Towers at Four Lakes management says the delay results from the power outage and the time it takes to special-order proper equipment to fix electrical systems at the roughly 30-year-old buildings. In emails and Facebook posts, Marquette Management of Naperville has updated residents as often as possible on the progress of flood-damage fixes, said Jim Cunningham, executive vice president.

First, the lower levels had to be drained. Then electrical engineers came in to assess the damage and develop solutions.

Cunningham said engineers developed a temporary power solution that will be in place in a few weeks, allowing contractors to fix plumbing, elevators, fire alarms, heating, ventilation, air conditioning and other life-safety issues before residents move back in June 15 at the latest.

"We were hoping for a much quicker turnaround," Cunningham said. "Our hearts go out to everyone on being displaced for that long."

While residents left the Towers at Four Lakes in the same boat -- in many cases a fire department rescue boat -- all have experienced their own version of what displaced resident Denise Taylor calls the "flood journey."
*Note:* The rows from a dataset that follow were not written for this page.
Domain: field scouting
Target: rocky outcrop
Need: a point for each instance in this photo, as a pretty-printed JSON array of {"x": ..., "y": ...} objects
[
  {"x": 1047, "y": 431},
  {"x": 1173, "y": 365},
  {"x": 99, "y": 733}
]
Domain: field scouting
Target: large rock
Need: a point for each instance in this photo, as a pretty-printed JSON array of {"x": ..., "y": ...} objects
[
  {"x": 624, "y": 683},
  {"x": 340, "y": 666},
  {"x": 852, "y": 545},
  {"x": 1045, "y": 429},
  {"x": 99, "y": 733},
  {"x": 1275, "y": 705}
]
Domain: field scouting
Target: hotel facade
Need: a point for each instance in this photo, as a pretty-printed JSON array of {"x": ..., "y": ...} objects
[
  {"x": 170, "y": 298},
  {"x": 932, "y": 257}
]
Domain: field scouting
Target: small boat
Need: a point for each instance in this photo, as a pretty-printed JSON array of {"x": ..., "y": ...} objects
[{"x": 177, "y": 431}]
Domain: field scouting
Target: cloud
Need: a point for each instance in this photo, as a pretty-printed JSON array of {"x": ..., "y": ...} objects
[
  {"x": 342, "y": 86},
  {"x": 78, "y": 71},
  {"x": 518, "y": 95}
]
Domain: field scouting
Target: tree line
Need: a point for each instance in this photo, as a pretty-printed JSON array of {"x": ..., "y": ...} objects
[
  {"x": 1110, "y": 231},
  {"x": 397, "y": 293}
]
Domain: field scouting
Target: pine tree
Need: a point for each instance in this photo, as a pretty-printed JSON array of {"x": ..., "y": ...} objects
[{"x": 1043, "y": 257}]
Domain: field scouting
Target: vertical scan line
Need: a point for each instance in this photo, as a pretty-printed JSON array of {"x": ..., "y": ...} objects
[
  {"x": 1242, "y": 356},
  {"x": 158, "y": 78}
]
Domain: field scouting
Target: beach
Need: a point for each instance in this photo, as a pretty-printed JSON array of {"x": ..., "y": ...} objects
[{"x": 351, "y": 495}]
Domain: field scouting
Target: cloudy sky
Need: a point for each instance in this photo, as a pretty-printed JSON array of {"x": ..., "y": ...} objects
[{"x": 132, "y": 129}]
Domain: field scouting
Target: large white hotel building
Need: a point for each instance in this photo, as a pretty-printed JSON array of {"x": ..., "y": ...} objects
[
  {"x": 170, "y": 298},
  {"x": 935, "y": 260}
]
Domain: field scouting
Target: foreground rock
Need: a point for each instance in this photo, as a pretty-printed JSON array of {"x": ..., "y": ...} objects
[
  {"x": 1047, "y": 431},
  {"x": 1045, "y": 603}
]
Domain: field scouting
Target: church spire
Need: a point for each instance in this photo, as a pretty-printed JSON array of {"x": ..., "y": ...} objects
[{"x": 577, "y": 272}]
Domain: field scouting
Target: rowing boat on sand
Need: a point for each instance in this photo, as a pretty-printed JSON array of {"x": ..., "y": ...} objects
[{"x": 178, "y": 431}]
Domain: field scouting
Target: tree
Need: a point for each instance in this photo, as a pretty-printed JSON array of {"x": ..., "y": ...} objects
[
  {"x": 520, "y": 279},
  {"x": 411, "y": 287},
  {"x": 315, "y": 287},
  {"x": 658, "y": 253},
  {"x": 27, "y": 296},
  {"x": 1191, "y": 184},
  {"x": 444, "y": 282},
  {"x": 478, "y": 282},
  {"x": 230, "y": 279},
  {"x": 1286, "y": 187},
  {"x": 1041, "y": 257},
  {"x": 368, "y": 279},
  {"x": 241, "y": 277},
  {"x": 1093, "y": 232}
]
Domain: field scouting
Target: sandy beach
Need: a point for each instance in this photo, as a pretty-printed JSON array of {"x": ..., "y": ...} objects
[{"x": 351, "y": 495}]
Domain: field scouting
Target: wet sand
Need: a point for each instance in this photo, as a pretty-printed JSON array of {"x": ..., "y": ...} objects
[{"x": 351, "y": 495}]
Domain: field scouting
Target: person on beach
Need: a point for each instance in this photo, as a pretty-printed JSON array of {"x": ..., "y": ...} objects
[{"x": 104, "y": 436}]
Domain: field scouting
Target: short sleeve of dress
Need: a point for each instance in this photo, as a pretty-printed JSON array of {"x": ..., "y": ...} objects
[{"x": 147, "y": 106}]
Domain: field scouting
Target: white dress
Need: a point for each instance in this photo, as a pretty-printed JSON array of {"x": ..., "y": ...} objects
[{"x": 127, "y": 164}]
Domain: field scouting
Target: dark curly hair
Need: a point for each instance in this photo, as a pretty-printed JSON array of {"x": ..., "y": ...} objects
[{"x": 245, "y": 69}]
Taylor's journey included a rescue boat ride and bus trip to the first shelter for flooded Lisle residents at Benedictine University. She later stayed several nights in a Red Cross shelter at Trinity Lutheran Church in Lisle before moving in with her son in Aurora when the shelter closed May 4.

Taylor then got word she could move May 17 to a senior apartment in Chicago. The 58-year-old liver transplant survivor had been on a waiting list, but the Red Cross and other volunteer organizations helped ensure her name was moved up because she was unable to access her home.

"We were able to work with all the families and find them new housing or make a plan to go stay with friends or family, so we were able to close (the Lisle shelter)," said Patricia Kemp, Red Cross communications manager for the Greater Chicago Region.

Of 20 shelters the Red Cross operated after the April 18 flooding, Kemp said the Lisle location was the last to close because it served the most people. Those who still need help can call the disaster case work line at (312) 729-6179.

Also housed temporarily at the shelter was Jeff Scott, who has rented an apartment in the towers for 10 years. He's chronicled his flood journey through Facebook posts, saying he stayed in a homeless shelter May 10 and had to make an emergency room visit for an illness May 11.

Schulz said she and her daughter weren't able to use the Red Cross shelter because of the family's dog, a 7-pound Yorkie who has lost 2 pounds since ingesting floodwater. Schulz is applying for federal assistance with costs she has incurred while staying with her parents in Downers Grove, including replacement of necessary items still trapped in her eighth-floor apartment.

Lisle Mayor Joe Broda said the federal disaster declaration President Barack Obama announced last week for 11 Illinois counties, including DuPage, could be a big relief for his community's residents.

The declaration makes federal assistance, including low-interest loans for cleanup or repairs, available. A FEMA Disaster Recovery Center opened Thursday and will be available from 9 a.m. to 7 p.m. daily at the Lisle police station, 5040 Lincoln Ave., to assist with aid applications.

"I think it's going to mean a lot to Lisle residents," Broda said about the availability of government aid. "This is the first time to my knowledge we have been affected this much by flooding."

Cunningham said Towers at Four Lakes management is working to determine whether the company will be eligible for any assistance with damage restoration or future flood mitigation projects. In the meantime, he said displaced residents are free to break their leases and move elsewhere, as Taylor did, or wait it out like Schulz without having to pay rent until after returning home.

"My things are dry, but I've been highly inconvenienced," Schulz said, summing up her version of the flood journey. "Now we know the end is near … I wish it were sooner, but we have another month of figuring out what we're going to do."